The cinematographic money shots appear atop the peaks of Alaska where a mama brown bear emerges from hibernation with two new cubs. Mama and cubs will trek for over a week to feeding grounds. Drink in the snow covered mountains of spring, gang, because once this film gets rolling, there isn’t much to it. I suppose it’s only fitting this coincides with Earth Day as every baseball fan knows the best time to watch the Cubs is in April.
Many cubs don’t make it to their first year and there’s no shortage of reasons why: weather, water, food and predators are all serious problems. The predators part is fairly odd for a species at the top of the food chain. Mama bear herself takes a fairly hands-off attitude towards cub protection. She assumes they’ll be by her side, and she’ll fight for them if they’re present, but if they’re not, oh well, screw ’em. I wish I were kidding; Bears shows her abandoning the cubs time and time again and then just sort of waiting to see if they’re still alive.
Speaking of still alive, when the three finally find their field of dreams, it’s more like a nightmare.
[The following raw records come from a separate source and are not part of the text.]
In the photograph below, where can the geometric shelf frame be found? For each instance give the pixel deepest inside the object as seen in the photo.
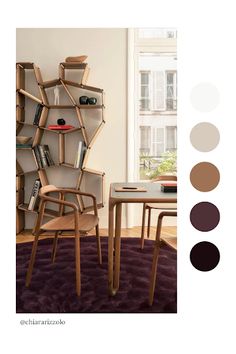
(85, 175)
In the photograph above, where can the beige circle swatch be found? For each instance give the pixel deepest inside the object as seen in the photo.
(205, 136)
(204, 176)
(205, 97)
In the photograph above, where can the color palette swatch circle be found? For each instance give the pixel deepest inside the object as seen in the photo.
(204, 176)
(204, 256)
(204, 216)
(204, 137)
(205, 97)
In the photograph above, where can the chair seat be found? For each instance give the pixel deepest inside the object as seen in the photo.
(169, 206)
(65, 223)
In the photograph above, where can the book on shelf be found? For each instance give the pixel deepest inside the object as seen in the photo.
(82, 148)
(37, 115)
(23, 146)
(169, 187)
(42, 156)
(60, 127)
(34, 195)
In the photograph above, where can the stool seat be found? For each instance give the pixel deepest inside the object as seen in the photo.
(67, 223)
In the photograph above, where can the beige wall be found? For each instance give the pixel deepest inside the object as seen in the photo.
(106, 50)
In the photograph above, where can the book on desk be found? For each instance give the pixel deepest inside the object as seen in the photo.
(169, 187)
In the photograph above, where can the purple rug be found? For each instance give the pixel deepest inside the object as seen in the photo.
(52, 289)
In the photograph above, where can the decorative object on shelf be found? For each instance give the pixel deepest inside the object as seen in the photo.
(83, 100)
(61, 121)
(23, 139)
(60, 127)
(56, 95)
(78, 59)
(37, 115)
(92, 100)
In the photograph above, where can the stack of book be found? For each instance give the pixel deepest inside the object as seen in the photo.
(82, 148)
(42, 156)
(60, 127)
(23, 146)
(34, 195)
(169, 187)
(37, 115)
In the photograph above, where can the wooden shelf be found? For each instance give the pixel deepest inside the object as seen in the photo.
(22, 148)
(74, 65)
(84, 87)
(60, 106)
(91, 208)
(26, 65)
(32, 97)
(88, 106)
(41, 128)
(28, 124)
(61, 131)
(23, 173)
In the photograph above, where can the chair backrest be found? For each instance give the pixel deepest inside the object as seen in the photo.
(164, 178)
(47, 189)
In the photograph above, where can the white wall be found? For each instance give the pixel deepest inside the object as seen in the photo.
(106, 50)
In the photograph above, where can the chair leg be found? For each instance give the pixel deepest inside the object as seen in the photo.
(54, 249)
(98, 245)
(143, 225)
(155, 261)
(32, 259)
(149, 222)
(77, 263)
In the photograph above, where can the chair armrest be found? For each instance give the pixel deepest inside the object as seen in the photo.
(59, 201)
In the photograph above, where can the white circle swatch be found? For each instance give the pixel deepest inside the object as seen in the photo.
(205, 97)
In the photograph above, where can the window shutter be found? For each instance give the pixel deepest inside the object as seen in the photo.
(158, 91)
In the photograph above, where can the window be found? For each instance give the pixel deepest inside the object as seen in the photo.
(157, 33)
(144, 91)
(158, 81)
(171, 87)
(145, 140)
(171, 138)
(152, 122)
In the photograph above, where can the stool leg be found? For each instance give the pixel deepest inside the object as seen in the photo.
(143, 225)
(32, 259)
(77, 255)
(98, 245)
(54, 250)
(149, 222)
(155, 261)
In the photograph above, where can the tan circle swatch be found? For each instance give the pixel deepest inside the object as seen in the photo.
(205, 136)
(204, 176)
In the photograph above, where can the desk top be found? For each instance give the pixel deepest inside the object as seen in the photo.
(152, 195)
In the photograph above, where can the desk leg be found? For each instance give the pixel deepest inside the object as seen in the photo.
(117, 246)
(110, 248)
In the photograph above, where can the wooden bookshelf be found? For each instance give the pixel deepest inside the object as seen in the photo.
(42, 98)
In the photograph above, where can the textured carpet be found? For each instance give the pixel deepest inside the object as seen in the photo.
(52, 289)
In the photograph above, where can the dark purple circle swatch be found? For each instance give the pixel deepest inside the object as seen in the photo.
(204, 216)
(204, 256)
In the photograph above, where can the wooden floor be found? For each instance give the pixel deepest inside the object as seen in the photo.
(168, 234)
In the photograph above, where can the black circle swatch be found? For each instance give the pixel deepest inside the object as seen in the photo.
(204, 216)
(204, 256)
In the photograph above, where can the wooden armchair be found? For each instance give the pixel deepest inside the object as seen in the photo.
(80, 223)
(160, 206)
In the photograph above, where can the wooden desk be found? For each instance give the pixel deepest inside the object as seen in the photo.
(153, 194)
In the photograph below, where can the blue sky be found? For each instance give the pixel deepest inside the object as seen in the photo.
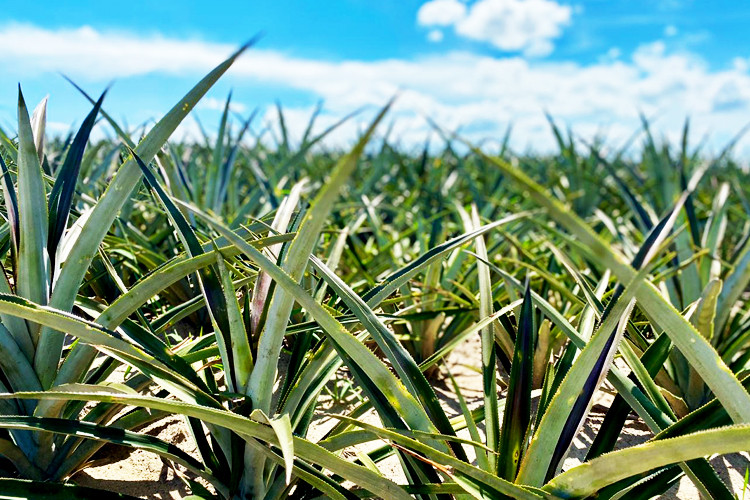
(476, 65)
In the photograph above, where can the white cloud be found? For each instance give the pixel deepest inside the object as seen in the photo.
(435, 36)
(479, 94)
(527, 26)
(441, 13)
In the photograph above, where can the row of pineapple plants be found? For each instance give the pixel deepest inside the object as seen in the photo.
(144, 278)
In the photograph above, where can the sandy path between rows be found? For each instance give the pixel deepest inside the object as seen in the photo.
(146, 475)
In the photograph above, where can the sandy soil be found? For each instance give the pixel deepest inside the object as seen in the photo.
(146, 475)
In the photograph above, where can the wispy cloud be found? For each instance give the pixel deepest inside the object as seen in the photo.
(479, 93)
(527, 26)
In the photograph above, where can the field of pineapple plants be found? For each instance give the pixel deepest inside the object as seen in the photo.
(254, 285)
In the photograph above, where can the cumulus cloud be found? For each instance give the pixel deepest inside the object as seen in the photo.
(479, 94)
(527, 26)
(435, 36)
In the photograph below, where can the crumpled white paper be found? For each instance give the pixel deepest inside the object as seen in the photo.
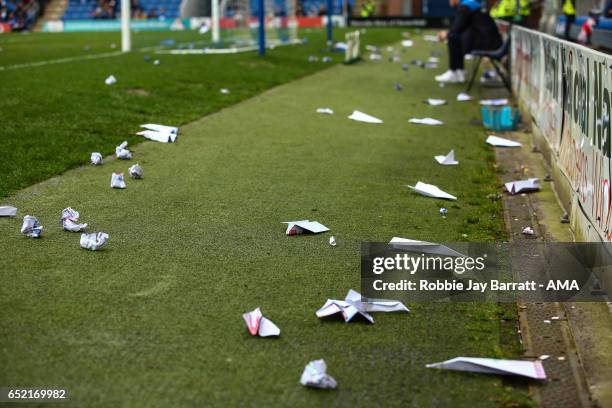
(448, 160)
(8, 211)
(117, 180)
(96, 158)
(110, 80)
(135, 171)
(94, 241)
(435, 102)
(31, 227)
(122, 152)
(259, 325)
(69, 220)
(315, 376)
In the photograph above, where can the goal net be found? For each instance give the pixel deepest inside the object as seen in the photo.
(238, 22)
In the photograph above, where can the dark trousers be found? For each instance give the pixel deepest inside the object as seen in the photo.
(455, 51)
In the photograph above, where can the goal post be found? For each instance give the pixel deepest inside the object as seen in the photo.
(126, 34)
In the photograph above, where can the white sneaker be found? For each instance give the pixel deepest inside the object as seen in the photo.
(451, 76)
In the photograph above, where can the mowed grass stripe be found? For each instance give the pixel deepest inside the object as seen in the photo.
(155, 319)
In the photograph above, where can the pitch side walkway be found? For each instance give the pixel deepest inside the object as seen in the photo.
(155, 318)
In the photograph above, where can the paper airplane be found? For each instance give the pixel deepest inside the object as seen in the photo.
(494, 102)
(7, 211)
(315, 376)
(356, 305)
(429, 190)
(426, 121)
(160, 128)
(96, 158)
(424, 247)
(69, 220)
(110, 80)
(501, 142)
(259, 325)
(448, 160)
(435, 102)
(94, 241)
(304, 226)
(31, 227)
(135, 171)
(161, 137)
(363, 117)
(117, 180)
(122, 153)
(530, 369)
(522, 186)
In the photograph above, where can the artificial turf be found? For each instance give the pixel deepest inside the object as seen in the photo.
(155, 318)
(53, 116)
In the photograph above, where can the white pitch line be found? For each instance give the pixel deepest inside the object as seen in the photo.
(59, 61)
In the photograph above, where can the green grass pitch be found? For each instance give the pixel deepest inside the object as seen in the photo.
(155, 318)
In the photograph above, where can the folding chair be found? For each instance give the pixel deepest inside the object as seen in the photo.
(495, 56)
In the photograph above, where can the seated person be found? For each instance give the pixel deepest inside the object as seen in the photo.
(471, 29)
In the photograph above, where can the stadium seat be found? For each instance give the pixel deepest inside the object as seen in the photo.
(495, 56)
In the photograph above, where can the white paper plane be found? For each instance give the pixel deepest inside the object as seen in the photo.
(259, 325)
(69, 220)
(363, 117)
(160, 128)
(110, 80)
(494, 102)
(530, 369)
(135, 171)
(162, 137)
(117, 181)
(426, 121)
(501, 142)
(523, 186)
(304, 226)
(315, 376)
(424, 247)
(356, 305)
(94, 241)
(429, 190)
(8, 211)
(448, 160)
(435, 102)
(122, 152)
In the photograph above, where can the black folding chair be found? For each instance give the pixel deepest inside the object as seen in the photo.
(495, 56)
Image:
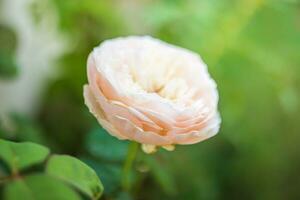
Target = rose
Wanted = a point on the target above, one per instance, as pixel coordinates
(148, 91)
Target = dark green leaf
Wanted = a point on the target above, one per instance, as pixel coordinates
(8, 66)
(21, 155)
(76, 173)
(103, 145)
(109, 173)
(161, 175)
(39, 187)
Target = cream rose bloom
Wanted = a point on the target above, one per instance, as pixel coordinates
(151, 92)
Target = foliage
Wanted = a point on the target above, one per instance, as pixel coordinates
(24, 176)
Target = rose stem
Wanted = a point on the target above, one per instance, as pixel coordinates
(131, 155)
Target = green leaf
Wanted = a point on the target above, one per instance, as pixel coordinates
(8, 41)
(76, 173)
(39, 187)
(109, 174)
(21, 155)
(103, 145)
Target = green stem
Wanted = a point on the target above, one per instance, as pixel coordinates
(131, 155)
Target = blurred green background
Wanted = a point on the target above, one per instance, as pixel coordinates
(252, 48)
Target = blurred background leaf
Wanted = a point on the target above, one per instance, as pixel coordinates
(38, 187)
(8, 41)
(76, 173)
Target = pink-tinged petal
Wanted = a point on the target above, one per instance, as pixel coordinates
(94, 108)
(197, 136)
(137, 134)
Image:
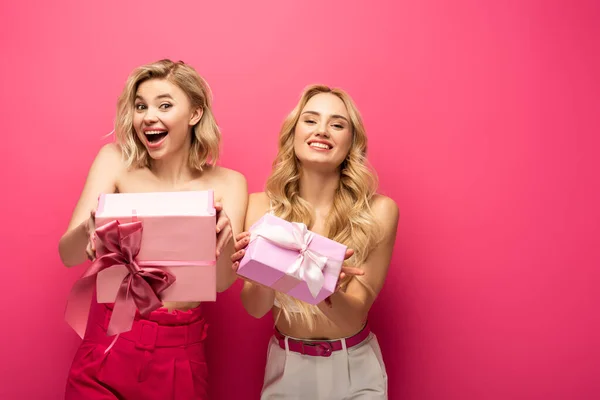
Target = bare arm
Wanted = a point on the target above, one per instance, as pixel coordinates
(257, 299)
(235, 201)
(350, 308)
(102, 178)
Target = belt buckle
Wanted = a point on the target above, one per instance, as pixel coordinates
(323, 349)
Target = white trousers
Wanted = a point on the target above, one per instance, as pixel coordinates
(348, 374)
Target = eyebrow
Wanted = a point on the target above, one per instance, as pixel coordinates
(161, 96)
(333, 116)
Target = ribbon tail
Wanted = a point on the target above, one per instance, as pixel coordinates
(123, 313)
(312, 270)
(78, 304)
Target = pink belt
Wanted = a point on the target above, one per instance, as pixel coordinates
(321, 348)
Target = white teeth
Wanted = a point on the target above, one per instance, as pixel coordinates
(319, 145)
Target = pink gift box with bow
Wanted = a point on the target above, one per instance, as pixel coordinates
(289, 258)
(178, 236)
(150, 248)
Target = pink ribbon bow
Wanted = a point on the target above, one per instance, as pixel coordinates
(119, 245)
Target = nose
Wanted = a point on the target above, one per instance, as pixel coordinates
(150, 116)
(322, 129)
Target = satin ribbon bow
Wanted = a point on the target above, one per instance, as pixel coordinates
(120, 245)
(309, 264)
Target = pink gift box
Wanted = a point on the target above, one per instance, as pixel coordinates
(291, 259)
(178, 236)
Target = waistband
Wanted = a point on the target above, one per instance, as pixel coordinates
(321, 348)
(161, 329)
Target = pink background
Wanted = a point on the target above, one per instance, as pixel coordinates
(483, 121)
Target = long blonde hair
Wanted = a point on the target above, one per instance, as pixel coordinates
(350, 220)
(206, 134)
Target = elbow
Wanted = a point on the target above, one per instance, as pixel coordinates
(67, 260)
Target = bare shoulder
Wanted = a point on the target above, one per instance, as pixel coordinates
(387, 213)
(226, 178)
(259, 200)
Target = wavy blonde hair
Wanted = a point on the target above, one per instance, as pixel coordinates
(350, 220)
(206, 134)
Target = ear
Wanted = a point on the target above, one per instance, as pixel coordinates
(196, 116)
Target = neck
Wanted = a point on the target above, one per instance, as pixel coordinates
(318, 188)
(174, 168)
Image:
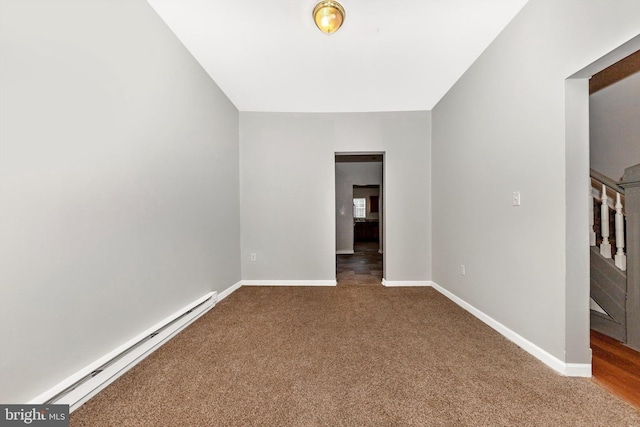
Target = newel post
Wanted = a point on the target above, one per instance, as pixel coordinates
(631, 184)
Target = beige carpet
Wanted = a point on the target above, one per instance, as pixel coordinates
(351, 356)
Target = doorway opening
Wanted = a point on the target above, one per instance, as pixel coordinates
(579, 160)
(359, 219)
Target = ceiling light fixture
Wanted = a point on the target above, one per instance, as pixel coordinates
(328, 16)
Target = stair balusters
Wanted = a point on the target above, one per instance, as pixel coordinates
(611, 215)
(620, 258)
(605, 246)
(592, 233)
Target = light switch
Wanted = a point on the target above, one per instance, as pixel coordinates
(516, 198)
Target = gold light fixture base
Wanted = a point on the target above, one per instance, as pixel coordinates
(328, 16)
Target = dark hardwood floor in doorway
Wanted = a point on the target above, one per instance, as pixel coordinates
(616, 367)
(363, 268)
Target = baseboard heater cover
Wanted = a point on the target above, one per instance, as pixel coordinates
(82, 386)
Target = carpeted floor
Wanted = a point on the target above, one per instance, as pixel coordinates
(346, 356)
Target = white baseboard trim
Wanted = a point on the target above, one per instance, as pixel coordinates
(400, 283)
(231, 289)
(289, 282)
(567, 369)
(344, 252)
(108, 372)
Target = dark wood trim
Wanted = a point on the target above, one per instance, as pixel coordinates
(616, 72)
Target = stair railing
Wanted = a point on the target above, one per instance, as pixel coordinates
(610, 197)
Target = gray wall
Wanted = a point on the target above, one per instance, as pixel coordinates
(501, 129)
(347, 175)
(615, 128)
(119, 181)
(288, 191)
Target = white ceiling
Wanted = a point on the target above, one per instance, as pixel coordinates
(269, 56)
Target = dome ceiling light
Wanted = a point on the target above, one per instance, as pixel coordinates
(328, 16)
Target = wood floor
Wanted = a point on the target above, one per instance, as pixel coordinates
(363, 268)
(616, 367)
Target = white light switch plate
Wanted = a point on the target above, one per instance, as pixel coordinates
(516, 198)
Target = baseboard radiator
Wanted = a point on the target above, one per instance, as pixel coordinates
(88, 382)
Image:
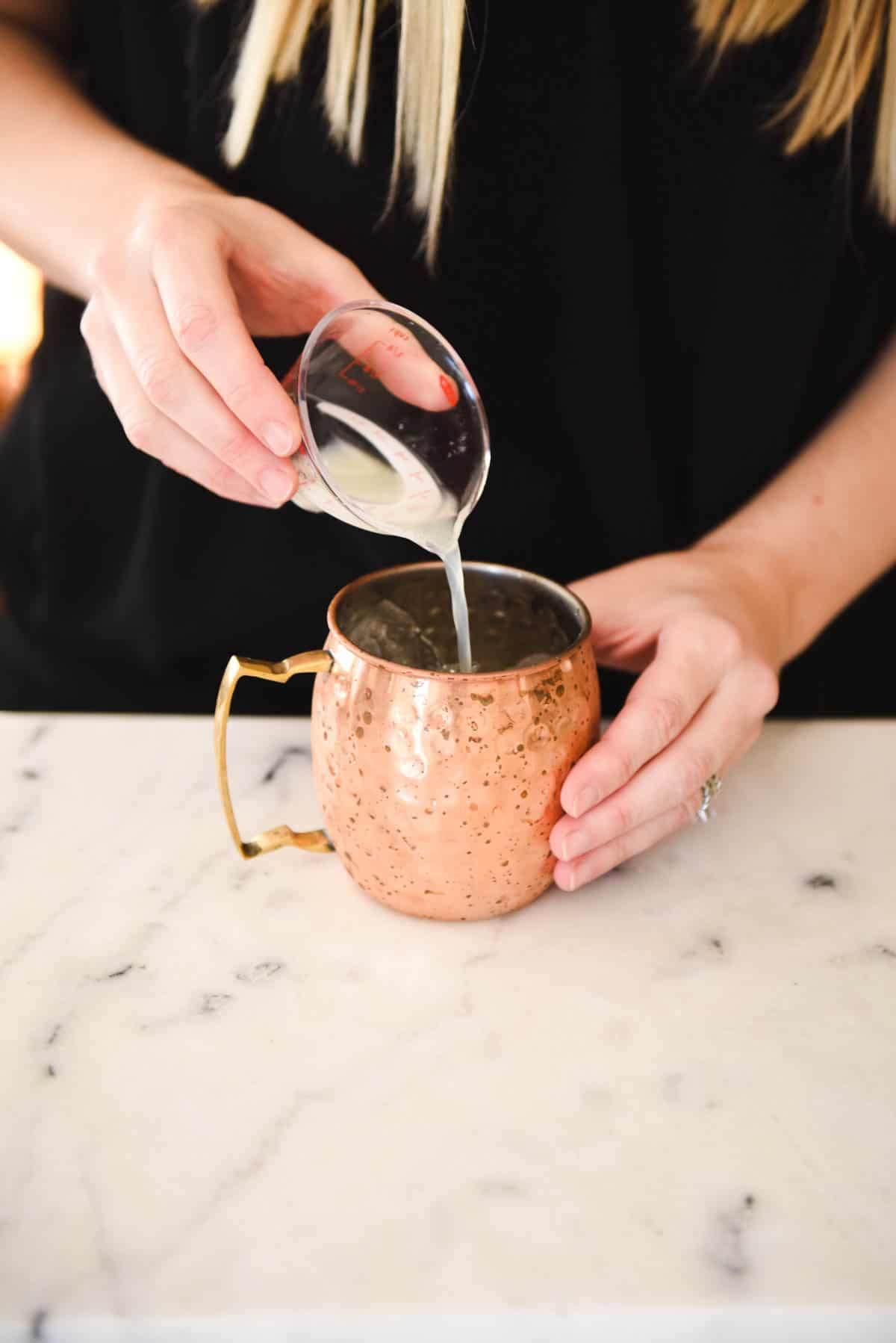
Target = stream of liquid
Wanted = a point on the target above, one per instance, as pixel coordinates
(381, 491)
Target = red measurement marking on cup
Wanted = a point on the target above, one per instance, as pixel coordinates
(449, 390)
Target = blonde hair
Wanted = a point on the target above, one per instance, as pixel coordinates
(429, 69)
(855, 37)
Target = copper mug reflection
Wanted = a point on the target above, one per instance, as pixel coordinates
(438, 789)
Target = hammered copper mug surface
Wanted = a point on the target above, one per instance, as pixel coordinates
(438, 789)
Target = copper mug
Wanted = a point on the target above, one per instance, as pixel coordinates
(438, 789)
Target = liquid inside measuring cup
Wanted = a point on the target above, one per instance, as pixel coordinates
(396, 435)
(383, 489)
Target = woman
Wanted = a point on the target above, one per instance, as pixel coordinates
(680, 331)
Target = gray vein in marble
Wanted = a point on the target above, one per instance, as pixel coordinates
(37, 1326)
(105, 1257)
(287, 754)
(727, 1248)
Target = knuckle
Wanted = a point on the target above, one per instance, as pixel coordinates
(727, 639)
(242, 395)
(685, 811)
(159, 226)
(765, 688)
(195, 326)
(140, 430)
(667, 716)
(618, 760)
(696, 769)
(158, 375)
(620, 817)
(104, 267)
(235, 453)
(220, 481)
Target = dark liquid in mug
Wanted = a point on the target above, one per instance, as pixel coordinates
(408, 618)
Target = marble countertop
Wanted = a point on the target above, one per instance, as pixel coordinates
(245, 1102)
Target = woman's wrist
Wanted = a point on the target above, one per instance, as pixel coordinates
(762, 586)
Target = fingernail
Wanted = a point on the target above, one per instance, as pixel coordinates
(585, 801)
(279, 438)
(277, 485)
(564, 880)
(575, 845)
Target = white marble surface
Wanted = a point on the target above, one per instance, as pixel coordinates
(245, 1102)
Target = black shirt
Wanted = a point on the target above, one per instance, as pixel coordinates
(657, 305)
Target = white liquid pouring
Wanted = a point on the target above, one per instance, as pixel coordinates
(411, 505)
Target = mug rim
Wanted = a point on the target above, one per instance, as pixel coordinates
(563, 592)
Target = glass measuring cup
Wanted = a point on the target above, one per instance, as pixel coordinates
(395, 437)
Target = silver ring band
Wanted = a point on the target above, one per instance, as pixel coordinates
(709, 789)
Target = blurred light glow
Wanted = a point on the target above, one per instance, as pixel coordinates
(19, 309)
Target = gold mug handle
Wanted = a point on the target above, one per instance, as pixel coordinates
(314, 841)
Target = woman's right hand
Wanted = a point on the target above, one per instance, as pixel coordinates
(173, 301)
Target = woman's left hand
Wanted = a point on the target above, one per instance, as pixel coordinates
(707, 630)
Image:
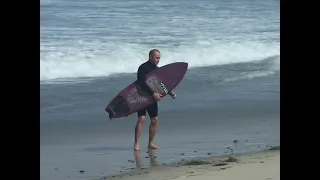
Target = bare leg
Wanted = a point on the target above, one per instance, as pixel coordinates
(138, 131)
(152, 132)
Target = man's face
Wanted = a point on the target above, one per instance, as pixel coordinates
(155, 58)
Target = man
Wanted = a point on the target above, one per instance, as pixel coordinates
(145, 68)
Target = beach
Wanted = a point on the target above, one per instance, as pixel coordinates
(252, 166)
(228, 102)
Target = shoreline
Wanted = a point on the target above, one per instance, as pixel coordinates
(244, 166)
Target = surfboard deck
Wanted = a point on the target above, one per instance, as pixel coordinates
(133, 98)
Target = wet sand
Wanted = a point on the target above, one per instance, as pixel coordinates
(254, 166)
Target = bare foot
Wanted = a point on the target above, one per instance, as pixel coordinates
(137, 147)
(152, 146)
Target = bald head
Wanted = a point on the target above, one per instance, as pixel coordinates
(154, 56)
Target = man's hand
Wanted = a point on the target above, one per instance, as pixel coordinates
(157, 96)
(173, 95)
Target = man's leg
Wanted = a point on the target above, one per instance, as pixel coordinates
(138, 129)
(153, 113)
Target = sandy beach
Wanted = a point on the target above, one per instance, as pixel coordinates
(256, 166)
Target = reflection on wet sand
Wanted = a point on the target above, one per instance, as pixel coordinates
(151, 156)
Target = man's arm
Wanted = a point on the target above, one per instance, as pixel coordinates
(142, 81)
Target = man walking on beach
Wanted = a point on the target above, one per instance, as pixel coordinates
(144, 69)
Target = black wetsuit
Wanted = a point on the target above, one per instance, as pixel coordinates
(143, 70)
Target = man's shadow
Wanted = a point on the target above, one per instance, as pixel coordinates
(150, 155)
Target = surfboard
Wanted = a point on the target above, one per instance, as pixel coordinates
(133, 98)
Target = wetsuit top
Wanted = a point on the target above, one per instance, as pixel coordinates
(143, 70)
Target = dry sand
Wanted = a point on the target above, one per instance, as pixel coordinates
(258, 166)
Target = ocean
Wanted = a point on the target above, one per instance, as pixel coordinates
(90, 50)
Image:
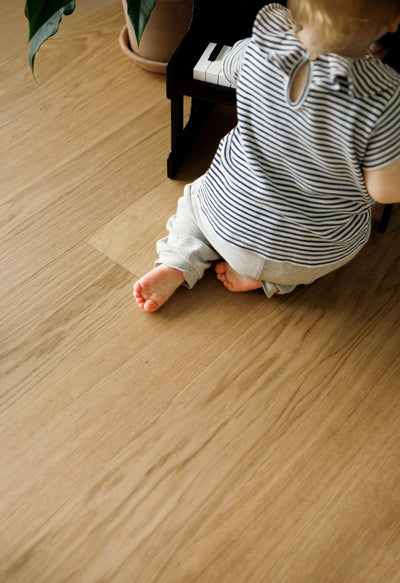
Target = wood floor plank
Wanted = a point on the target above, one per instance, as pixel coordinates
(296, 444)
(225, 438)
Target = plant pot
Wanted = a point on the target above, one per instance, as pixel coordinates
(165, 29)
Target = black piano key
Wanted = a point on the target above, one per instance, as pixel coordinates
(215, 52)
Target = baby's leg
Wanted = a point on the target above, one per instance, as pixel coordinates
(233, 281)
(154, 288)
(184, 255)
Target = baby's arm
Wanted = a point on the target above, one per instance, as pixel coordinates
(232, 63)
(383, 184)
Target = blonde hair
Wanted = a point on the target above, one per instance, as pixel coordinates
(342, 21)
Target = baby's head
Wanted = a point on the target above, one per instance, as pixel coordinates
(345, 26)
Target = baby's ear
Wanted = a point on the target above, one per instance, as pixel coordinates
(394, 23)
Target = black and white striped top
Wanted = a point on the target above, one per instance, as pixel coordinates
(287, 181)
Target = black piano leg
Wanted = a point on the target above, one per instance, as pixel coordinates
(182, 138)
(387, 211)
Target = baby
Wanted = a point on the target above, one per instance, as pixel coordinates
(288, 196)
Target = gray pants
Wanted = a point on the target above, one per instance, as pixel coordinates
(192, 245)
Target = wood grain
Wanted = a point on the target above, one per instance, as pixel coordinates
(225, 438)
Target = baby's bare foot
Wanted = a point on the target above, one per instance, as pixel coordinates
(233, 280)
(156, 287)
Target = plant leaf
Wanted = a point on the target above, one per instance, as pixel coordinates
(44, 19)
(139, 13)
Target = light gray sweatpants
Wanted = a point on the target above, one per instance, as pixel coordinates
(192, 245)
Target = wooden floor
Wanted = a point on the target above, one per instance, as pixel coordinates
(226, 438)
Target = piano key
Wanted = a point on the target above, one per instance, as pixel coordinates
(215, 52)
(214, 69)
(200, 68)
(209, 67)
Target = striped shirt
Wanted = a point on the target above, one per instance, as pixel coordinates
(287, 182)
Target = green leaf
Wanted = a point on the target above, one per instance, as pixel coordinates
(44, 19)
(139, 13)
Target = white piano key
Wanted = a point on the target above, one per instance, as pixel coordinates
(214, 69)
(199, 71)
(211, 71)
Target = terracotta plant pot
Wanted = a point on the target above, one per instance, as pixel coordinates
(165, 29)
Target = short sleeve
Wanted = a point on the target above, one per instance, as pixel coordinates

The food ain’t exactly a bounty and the other bears are just kinda … there, but any social joy the sleuth (yes, I looked it up) might feel from the community gathering is bogus. It’s fair to say other brown bears are likelier to hinder the mama and cubs than help them. Two aggressive male bears even tried eating the cubs. Is there a point at which you say, “screw the species, I’m hungry?” Guess so.
Wow, bears are kinda pricks, huh?
The entire documentary then becomes: three bears look and look for food, but the papa fishing hole, the mama fishing hole and the baby fishing hole were all Goldilocksed out by bigger bears. Mama still has to stuff herself silly in time to hibernate again next winter, so she keeps just wandering around in case food happens. If not for the occasional predator, Bears would bore everybody, not just the children it’s aimed at.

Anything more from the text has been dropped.